We finished our tour at the Old Post Office and what a great way to end it! After climbing what felt like a hundred flights of stairs, we made it to the top of the tower and the view was spectacular! We could see the entire city and it was one of the most gorgeous things I have ever seen! For dinner on Saturday we ate at Lime. It was a fun Mexican Restaurant on the other side of town and was definitely a fan favorite!
Sunday was our free day! A group of us attended church in the morning. The service was held in a movie theatre, featured a rock band and Donald Miller provided an inspirational sermon. After church, the majority of the group headed to the pool. I know they had a great time relaxing and taking a day off after our very fun and busy week!
Sara, Samantha and I decided to head out and explore the sites of DC that we had not seen yet. Being metro pros, we took the blue line and got off at Arlington where we saw the Women in Military Service Memorial, as well as the Arlington Cemetery. The Women in Military Service Memorial is one of my favorite things we have seen so far; it was also very emotional.
We took the metro back towards the National Mall and saw the Thomas Jefferson Memorial, the Franklin Delano Roosevelt Memorial and the Martin Luther King Jr. Memorial. All three of these monuments were magnificent! I liked the Franklin Delano Roosevelt Memorial the best and these sites were well worth the long walk, tired legs and sore feet!
We were blessed with the opportunity to have dinner at Bertucci’s with Lori Thomas on Sunday night.
I never thought I would ever appreciate this city as much as I do! I have absolutely loved every minute of my experience here and am very excited for the upcoming week! I know that we all have grown as athletes, leaders and people and will be forever grateful for this opportunity!
Hi there! My name is Tiffani Marshall and I am from the small town of Chester Illinois, the “Home of Popeye!” I am currently attending Lindenwood University-Belleville in Belleville Illinois. I am a part of the volleyball team and play middle hitter, hoping to transition to right-side or out-side soon. In 2015 I will be graduating with a degree in psychology, and also all of my pre-nursing classes needed to attend Goldfarb Nursing School. Before starting my journey as a nurse or psychologist I would really like to join the Peace Corps. I like to travel and be out in the nice weather, even though I burn most of the time.
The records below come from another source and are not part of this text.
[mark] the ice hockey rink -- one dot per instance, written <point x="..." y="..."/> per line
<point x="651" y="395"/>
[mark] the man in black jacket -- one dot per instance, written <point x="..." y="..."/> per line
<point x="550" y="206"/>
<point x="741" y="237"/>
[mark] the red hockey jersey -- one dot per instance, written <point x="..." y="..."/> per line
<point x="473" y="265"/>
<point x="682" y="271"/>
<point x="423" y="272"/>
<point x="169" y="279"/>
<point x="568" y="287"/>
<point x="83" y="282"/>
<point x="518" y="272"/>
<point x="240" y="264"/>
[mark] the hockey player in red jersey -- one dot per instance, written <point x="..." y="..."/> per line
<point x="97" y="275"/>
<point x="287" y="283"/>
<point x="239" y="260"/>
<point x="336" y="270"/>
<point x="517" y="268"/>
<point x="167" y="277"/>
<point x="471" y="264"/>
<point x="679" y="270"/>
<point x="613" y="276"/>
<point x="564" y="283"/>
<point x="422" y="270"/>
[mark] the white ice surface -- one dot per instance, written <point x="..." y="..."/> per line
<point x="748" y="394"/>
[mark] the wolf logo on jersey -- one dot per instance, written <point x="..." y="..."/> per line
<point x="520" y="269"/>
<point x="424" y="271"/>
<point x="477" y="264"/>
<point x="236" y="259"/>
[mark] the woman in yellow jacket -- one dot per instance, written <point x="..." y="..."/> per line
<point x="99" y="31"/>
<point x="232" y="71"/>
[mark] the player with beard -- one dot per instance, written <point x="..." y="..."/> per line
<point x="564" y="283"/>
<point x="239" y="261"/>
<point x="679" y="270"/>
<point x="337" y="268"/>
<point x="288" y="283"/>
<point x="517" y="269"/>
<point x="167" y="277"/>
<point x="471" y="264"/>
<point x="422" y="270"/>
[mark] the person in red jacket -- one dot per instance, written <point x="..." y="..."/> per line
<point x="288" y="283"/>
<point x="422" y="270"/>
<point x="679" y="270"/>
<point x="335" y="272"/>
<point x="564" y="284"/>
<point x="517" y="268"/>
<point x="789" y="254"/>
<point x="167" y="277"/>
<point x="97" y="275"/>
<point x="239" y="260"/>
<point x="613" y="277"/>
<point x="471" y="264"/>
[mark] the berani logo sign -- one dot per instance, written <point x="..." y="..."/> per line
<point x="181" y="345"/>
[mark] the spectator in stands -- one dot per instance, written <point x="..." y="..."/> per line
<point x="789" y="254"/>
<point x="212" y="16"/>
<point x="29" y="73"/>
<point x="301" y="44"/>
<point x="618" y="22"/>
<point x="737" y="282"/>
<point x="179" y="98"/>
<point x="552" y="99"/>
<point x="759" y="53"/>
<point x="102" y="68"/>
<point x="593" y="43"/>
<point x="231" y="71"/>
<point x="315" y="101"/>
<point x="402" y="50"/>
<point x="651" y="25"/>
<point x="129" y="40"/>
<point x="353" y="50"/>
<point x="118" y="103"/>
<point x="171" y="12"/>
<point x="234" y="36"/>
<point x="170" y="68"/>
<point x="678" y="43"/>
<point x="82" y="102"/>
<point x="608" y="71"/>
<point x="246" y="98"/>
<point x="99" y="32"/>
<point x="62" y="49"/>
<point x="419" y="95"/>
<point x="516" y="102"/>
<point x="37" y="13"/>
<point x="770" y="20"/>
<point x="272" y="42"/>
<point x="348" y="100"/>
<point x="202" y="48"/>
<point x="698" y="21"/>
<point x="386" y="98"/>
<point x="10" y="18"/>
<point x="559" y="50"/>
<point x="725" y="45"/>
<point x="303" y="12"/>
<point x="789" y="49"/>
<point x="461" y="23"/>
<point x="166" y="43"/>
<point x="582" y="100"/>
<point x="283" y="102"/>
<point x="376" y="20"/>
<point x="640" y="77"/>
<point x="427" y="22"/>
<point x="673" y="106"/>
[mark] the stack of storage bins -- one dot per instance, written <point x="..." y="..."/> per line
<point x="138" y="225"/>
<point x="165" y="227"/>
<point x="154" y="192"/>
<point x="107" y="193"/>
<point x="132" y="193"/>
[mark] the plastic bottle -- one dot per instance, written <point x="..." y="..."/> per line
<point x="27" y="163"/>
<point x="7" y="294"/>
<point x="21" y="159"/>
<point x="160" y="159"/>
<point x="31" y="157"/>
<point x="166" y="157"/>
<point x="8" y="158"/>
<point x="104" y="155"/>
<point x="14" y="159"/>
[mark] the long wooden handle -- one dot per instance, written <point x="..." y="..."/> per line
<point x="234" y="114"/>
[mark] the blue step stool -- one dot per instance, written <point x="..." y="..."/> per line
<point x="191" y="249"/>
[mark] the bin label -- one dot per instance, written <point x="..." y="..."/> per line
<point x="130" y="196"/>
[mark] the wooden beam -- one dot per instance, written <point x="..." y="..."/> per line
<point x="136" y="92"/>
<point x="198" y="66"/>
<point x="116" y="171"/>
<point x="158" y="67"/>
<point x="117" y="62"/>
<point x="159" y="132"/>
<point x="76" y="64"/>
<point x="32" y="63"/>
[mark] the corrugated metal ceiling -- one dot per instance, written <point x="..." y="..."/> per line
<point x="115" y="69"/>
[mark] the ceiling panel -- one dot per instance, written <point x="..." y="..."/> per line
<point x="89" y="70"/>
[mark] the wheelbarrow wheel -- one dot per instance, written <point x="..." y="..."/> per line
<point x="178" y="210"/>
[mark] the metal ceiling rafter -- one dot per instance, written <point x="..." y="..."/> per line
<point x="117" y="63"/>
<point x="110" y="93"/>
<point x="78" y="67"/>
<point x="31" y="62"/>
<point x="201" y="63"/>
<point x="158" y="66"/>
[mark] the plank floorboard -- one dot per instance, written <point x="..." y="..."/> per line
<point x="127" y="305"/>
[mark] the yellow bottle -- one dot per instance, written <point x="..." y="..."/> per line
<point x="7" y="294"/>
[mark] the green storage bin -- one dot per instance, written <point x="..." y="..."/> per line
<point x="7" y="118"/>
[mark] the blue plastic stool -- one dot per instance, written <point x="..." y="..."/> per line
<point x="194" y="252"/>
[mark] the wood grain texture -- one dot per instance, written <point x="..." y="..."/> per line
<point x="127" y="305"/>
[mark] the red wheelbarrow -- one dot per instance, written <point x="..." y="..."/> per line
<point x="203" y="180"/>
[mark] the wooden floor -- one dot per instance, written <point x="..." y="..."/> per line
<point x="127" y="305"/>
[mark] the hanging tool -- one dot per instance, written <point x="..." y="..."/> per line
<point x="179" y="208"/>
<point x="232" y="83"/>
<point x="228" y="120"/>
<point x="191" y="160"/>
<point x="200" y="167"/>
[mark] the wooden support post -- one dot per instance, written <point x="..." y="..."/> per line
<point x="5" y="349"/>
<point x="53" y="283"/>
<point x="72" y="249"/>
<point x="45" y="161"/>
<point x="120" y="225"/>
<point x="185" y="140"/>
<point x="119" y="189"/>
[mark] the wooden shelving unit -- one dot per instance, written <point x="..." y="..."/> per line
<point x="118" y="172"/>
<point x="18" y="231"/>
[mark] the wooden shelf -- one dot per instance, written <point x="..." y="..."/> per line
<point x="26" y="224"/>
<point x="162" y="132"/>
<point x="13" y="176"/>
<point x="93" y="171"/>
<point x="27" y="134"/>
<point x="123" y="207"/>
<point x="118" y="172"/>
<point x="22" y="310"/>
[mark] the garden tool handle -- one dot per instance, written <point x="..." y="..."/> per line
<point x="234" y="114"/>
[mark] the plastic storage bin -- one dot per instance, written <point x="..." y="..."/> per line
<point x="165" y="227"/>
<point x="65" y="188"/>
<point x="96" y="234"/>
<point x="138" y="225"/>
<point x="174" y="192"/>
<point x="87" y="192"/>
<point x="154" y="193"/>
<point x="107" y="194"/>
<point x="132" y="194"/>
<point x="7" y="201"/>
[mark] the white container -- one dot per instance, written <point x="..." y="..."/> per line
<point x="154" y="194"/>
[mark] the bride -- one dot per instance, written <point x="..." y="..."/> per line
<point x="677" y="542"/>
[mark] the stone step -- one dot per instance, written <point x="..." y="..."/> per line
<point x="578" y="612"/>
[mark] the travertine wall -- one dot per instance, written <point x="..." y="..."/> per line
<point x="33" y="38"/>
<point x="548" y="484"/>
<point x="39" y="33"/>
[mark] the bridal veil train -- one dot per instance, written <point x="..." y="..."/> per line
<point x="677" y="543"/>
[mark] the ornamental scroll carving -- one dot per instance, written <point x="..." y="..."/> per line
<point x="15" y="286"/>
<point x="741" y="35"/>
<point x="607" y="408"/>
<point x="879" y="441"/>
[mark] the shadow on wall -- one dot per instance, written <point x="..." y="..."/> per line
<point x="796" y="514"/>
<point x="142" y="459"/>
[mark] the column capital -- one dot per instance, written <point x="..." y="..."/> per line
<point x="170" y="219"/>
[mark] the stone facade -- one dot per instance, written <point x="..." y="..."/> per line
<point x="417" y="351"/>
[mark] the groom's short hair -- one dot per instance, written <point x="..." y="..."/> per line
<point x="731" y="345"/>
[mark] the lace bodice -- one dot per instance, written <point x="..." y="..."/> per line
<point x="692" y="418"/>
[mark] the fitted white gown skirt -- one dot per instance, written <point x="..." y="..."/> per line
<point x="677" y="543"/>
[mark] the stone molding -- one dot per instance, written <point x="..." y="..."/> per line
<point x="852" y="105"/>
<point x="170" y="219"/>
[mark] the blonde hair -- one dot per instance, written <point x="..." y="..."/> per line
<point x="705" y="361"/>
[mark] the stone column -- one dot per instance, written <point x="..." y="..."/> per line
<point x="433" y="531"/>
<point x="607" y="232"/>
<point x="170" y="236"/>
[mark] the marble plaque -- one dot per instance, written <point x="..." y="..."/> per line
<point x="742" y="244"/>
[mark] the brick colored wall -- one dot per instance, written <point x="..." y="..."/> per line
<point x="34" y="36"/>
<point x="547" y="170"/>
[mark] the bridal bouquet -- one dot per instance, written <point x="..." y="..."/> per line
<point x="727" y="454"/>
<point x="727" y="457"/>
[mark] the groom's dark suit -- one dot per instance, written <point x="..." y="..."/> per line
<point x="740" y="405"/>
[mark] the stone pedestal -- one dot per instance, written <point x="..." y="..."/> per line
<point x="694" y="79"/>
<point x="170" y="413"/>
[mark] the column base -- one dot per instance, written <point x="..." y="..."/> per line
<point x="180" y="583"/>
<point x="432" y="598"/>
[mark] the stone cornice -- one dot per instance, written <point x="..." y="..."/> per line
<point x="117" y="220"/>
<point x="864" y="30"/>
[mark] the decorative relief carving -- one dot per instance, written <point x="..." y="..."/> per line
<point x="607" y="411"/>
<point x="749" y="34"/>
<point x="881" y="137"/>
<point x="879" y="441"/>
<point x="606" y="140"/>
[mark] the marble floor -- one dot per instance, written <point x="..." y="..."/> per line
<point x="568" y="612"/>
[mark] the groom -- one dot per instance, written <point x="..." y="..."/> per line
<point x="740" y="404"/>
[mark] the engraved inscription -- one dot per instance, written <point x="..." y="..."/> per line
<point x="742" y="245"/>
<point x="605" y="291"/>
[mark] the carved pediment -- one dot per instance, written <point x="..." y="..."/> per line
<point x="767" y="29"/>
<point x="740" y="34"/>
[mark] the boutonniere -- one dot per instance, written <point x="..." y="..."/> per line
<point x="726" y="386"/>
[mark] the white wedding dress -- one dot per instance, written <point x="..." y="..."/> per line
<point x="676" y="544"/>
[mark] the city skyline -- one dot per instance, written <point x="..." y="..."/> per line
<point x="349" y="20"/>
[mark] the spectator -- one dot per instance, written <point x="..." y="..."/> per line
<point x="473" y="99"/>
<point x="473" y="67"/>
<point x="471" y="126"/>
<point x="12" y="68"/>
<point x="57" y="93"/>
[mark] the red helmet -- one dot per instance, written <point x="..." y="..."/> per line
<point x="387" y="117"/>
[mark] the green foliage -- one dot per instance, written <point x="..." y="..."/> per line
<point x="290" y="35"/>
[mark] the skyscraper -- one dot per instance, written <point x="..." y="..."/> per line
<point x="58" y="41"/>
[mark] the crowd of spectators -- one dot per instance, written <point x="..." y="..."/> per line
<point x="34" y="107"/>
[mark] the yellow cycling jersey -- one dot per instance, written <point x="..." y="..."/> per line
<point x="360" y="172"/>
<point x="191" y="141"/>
Today, June 10th was the start of a new week for all of us in the Red Cross/ NAIA Collegiate Leadership Program. As usual Monday mornings go, there was a struggle to wake up from the long weekend that had just past. Despite the fight to open my eyes, it felt normal to wake up and iron my clothes for the work day ahead. Since it has been over a week now that we have been guests here in DC, the lifestyle of so many here is becoming more like our own. I remember the last Monday morning we woke up too early, were too late to get coffee, and the hustle and bustle of the city was foreign to us. That has all changed now.
After returning to the Red Cross National Headquarters we discovered there was a change of pace. The previous week were speakers advocating for the Red Cross, and teaching us all about the blood drives we will be hosting when we return back to our campuses. Today was different; Lori Thomas from the NAIA came to teach us all about the 5 core values of the Champions of Character program. Self-respect, Sportsmanship, Integrity, Responsibility, and Servant Leadership were the main aspects covered today.
Personally this association has been new on my campus. Lindenwood University- Belleville transitioned to NAIA only 1 year ago. So when Lori Thomas asked the group, “What are the 5 core values of the Champions of Character program?” I was at a loss for words. Being such a new school I was very interested in the program the NAIA created, and Lori was educating us on. We went through many activities and power points that perfectly explained these values, and also made it easier to remember because they really do apply to us as student-athletes. Lori also mentioned many new aspects of the NAIA that will be coming soon. Including a “Live 5” program that helps students with the transition from year to year, encouraging them to keep living the core values in all aspects of their life.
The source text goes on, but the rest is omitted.